2. Team-wide on-base problems.
Thanks in large part to Davis, the Orioles led the American League with 212 home runs. Power isn't an issue ... but getting on base remains one. Of the team's regulars only Davis posted an OBP above .330. McLouth was tied with Nick Markakis for second best at .329. Young, a notorious hacker, isn't going to help there and Lough walked only 10 times in 335 plate appearances with Kansas City. If the Orioles don't hit home runs, they don't score.
3. Matt Wieters isn't a star.
Wieters is a good player but his bat just hasn't developed and his production regressed last year as his OBP dropped to .287. Yes, he provides some power (22 home runs), but he's making too many outs. Maybe it was a bad year; but maybe he'll never learn to hit for a high average from the left side (.214).
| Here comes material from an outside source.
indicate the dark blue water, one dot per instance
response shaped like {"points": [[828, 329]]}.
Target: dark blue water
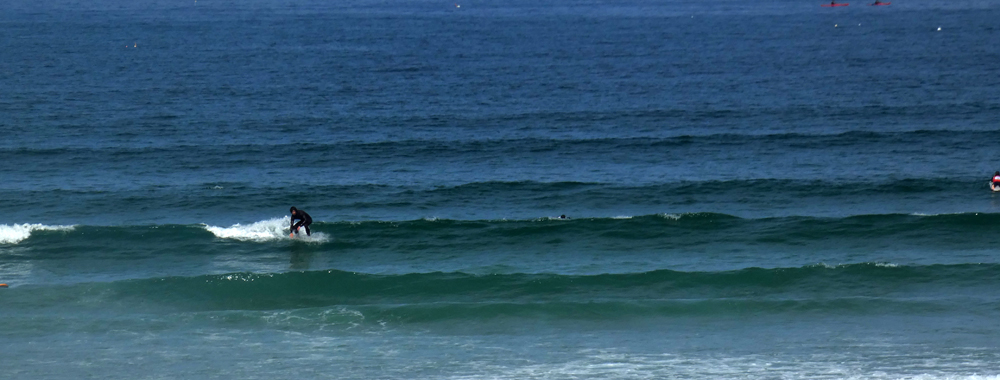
{"points": [[766, 189]]}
Right now, Wieters is a guy you need to hit eighth in a playoff lineup, not fifth or sixth.
4. Manny Machado's injury.
The Orioles are still hopeful that Machado will be ready for Opening Day, but until Machado starts seeing game action in spring training it's hard to predict when he'll be ready to play following his knee surgery. Even if healthy, there will be issues about what Machado will produce at the plate. After hitting .317 with 35 doubles in his first 78 games, he hit .249 with 16 doubles over his final 78 games.
5. The starting rotation.
Orioles starters had a 4.57 ERA, 12th in the AL, and allowed the most home runs per nine innings (1.32). OK, some of that is Camden Yards. But it's a group that lacks a No. 1 starter. Or a No. 2.
No, Santana and Jimenez aren't aces, but in lieu of signing Tanaka, Duquette should be looking to add better depth behind Chris Tillman, Miguel Gonzalez, Wei-Yin Chen and Norris. Even then, Chen struggled in the second half (4.90 ERA) and Norris wasn't that good after coming over from the Astros. Sure, by now the Orioles were counting on Dylan Bundy and Zach Britton, but that's not the case. Kevin Gausman has a big arm, but was too often a one-pitch pitcher last year. He's a wild card for 2014. I just don't project any improvement with the current group; if anything, Gonzalez and Chen could be ripe for worse seasons.
6. The closer.
Right now, it looks like a spring battle between Tommy Hunter and Darren O'Day, neither of whom effectively retired left-handed batters a year ago. Both are best deployed as setup guys when Buck Showalter can maximize the platoon advantage. By June, Orioles fans may be wishing for Johnson to return. (OK, maybe not.)
The offseason isn't over. There's still time for the O's to make a couple of moves. They need to, because right now they're looking like a .500 team at best and if Adam Jones or Davis gets hurt or Machado can't play until June, it could turn into a Blue Jays-like disaster of a season.
Time to step up, Angelos. Find the money. Why own a team if you don't want to win?